A advogada argentina Agostina Páez, já conhecida por enfrentar acusações de racismo no Brasil, voltou a ser o centro das atenções após seu retorno a Buenos Aires nesta quarta-feira (1º). Desta vez, a repercussão se deve a um vídeo envolvendo seu pai, o empresário Mariano Páez, flagrado em atos de discriminação que guardam uma perturbadora semelhança com as acusações que pesam sobre a filha, reacendendo o debate sobre a conduta da família em relação à discriminação racial.
O Novo Incidente: Acusações Contra o Pai de Agostina Páez
Mariano Páez foi filmado em um bar no centro de Santiago del Estero, Argentina, realizando gestos explicitamente semelhantes aos de um macaco. As imagens, capturadas por uma testemunha e divulgadas pelo canal local “Info del Estero”, mostram o empresário em um estabelecimento comercial. Inicialmente, em entrevista ao jornal argentino “La Nación”, Mariano Páez defendeu-se, alegando que o vídeo seria uma montagem criada por inteligência artificial, buscando desacreditar a gravação.
Contudo, minutos após a declaração do pai, Agostina Páez utilizou suas redes sociais para se pronunciar, adotando uma postura de distanciamento e confirmação da veracidade das imagens. Em nota oficial, a advogada repudiou veementemente o comportamento do empresário, lamentando suas atitudes. “Eu assumo o que é meu: reconheci meus erros, pedi desculpas e enfrentei as consequências. Mas só posso responder pelas minhas próprias ações”, declarou Agostina, enfatizando a individualidade de suas responsabilidades e afirmando estar em um processo de reconstrução pessoal após meses desafiadores, ao mesmo tempo em que agradeceu o apoio recebido. A CNN Brasil segue buscando contato com a defesa de Mariano Páez para que ele possa se manifestar sobre o ocorrido.

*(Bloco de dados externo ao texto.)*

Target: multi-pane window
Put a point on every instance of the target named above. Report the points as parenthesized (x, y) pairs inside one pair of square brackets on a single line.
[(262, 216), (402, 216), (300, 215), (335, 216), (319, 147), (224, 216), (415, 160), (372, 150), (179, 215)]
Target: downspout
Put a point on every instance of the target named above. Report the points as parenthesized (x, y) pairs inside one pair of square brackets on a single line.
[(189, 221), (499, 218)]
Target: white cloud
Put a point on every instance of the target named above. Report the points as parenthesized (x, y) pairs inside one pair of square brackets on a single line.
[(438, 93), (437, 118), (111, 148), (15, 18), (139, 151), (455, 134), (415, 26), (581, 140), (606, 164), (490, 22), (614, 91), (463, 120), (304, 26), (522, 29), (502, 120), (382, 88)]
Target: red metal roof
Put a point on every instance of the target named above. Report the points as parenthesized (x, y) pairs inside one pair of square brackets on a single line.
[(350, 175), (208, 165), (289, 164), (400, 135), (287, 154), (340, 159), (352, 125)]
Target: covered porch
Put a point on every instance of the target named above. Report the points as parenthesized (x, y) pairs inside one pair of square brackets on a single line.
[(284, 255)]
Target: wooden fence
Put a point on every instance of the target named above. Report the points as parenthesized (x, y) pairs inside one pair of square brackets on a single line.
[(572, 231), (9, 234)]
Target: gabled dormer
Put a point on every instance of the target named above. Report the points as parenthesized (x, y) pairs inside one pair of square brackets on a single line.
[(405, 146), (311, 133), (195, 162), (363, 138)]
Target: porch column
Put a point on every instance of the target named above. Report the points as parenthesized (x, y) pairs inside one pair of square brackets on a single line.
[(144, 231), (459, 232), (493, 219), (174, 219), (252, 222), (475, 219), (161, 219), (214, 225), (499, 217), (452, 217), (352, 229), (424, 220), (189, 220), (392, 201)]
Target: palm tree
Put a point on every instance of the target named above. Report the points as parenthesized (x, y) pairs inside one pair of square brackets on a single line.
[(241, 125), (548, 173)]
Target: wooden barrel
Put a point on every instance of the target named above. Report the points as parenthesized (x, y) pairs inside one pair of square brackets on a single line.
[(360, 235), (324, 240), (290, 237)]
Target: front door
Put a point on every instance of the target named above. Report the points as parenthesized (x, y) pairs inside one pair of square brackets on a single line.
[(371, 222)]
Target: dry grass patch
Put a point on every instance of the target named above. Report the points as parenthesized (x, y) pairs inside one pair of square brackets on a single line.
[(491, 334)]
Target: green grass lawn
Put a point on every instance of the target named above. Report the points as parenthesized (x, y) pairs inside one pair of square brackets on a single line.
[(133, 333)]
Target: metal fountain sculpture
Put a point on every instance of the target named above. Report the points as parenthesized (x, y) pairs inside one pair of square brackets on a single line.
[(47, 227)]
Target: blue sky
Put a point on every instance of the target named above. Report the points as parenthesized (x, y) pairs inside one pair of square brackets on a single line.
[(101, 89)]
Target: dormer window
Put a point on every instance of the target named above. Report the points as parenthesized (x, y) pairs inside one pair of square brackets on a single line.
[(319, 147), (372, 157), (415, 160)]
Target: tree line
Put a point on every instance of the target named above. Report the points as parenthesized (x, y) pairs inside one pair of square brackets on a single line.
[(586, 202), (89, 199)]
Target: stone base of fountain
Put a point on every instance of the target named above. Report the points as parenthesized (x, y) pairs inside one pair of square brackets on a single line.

O Histórico Controversso: O Caso de Racismo de Agostina Páez no Brasil
A advogada Agostina Páez já estava sob os holofotes devido a um grave incidente ocorrido em um bar em Ipanema, no Rio de Janeiro. Segundo o funcionário do estabelecimento, a confusão teve início após uma discussão sobre um suposto erro na cobrança da conta. Ao verificar as câmeras de segurança e solicitar que a cliente aguardasse, o funcionário relatou que a turista argentina teria começado a proferir xingamentos racistas e a imitar gestos e sons de macaco em sua direção. O funcionário decidiu, então, registrar a cena em vídeo, onde é possível identificar o uso do termo “mono” (macaco em espanhol) e a reprodução dos gestos discriminatórios.
Em seu depoimento, Agostina Páez defendeu-se alegando que os gestos seriam uma brincadeira direcionada às suas amigas e que não tinha a intenção de ofender o funcionário. No entanto, as imagens e o testemunho configuraram um quadro de discriminação, levando à abertura de um processo contra ela no Brasil, que gerou ampla repercussão e medidas legais significativas.

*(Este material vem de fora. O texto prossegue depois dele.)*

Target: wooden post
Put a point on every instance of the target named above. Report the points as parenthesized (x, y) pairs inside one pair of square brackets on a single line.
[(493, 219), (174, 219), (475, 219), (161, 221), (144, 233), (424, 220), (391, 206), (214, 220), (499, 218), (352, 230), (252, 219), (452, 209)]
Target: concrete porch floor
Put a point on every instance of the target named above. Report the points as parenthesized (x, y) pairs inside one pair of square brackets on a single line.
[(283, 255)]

Desdobramentos Legais e o Retorno à Argentina
Em janeiro deste ano, a Justiça do Rio de Janeiro determinou a apreensão do passaporte de Agostina Páez e impôs o uso de tornozeleira eletrônica como medida cautelar. Em declarações à imprensa argentina na época, a advogada expressou seu temor: “Estou presa, com medo. No Brasil, o crime de discriminação e racismo é grave, é por isso que tudo isso acontece”. O Ministério Público do Estado do Rio de Janeiro (MPRJ) obteve a manutenção dessas medidas, que tramitavam na 37ª Vara Criminal da Capital, após denúncia apresentada pela Promotoria de Justiça de Investigação Penal Territorial da Zona Sul e Barra da Tijuca em fevereiro.

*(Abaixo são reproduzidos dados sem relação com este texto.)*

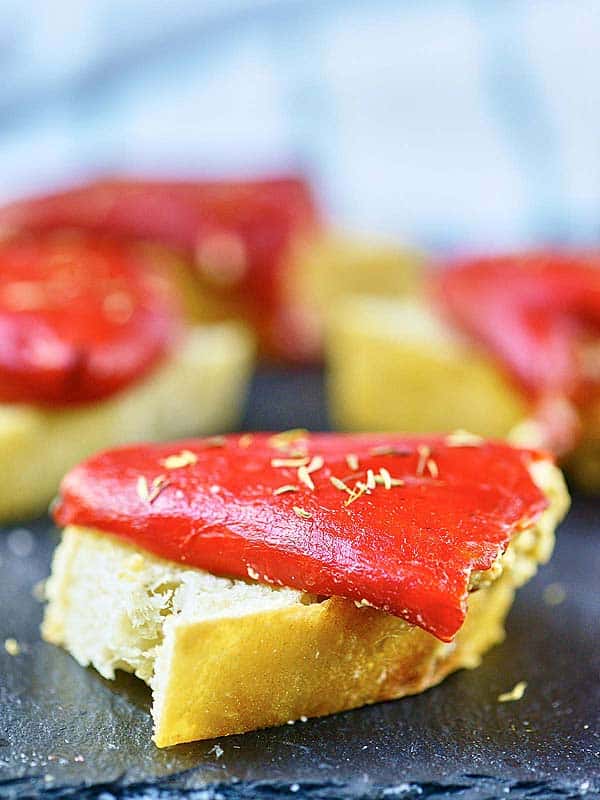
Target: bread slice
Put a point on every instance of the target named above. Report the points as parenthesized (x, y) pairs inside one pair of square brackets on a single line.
[(199, 389), (335, 264), (226, 656), (395, 365)]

Após um pedido de sua defesa, o Tribunal de Justiça do Rio de Janeiro (TJRJ) concedeu um Habeas Corpus à advogada, permitindo que ela deixasse o país. A condição para a saída foi o pagamento de uma caução no valor de R$ 97 mil. Esse desfecho legal, que a levou de volta a Buenos Aires, precede o recente incidente envolvendo seu pai, colocando a família novamente no epicentro de uma controvérsia pública sobre atos de racismo e discriminação.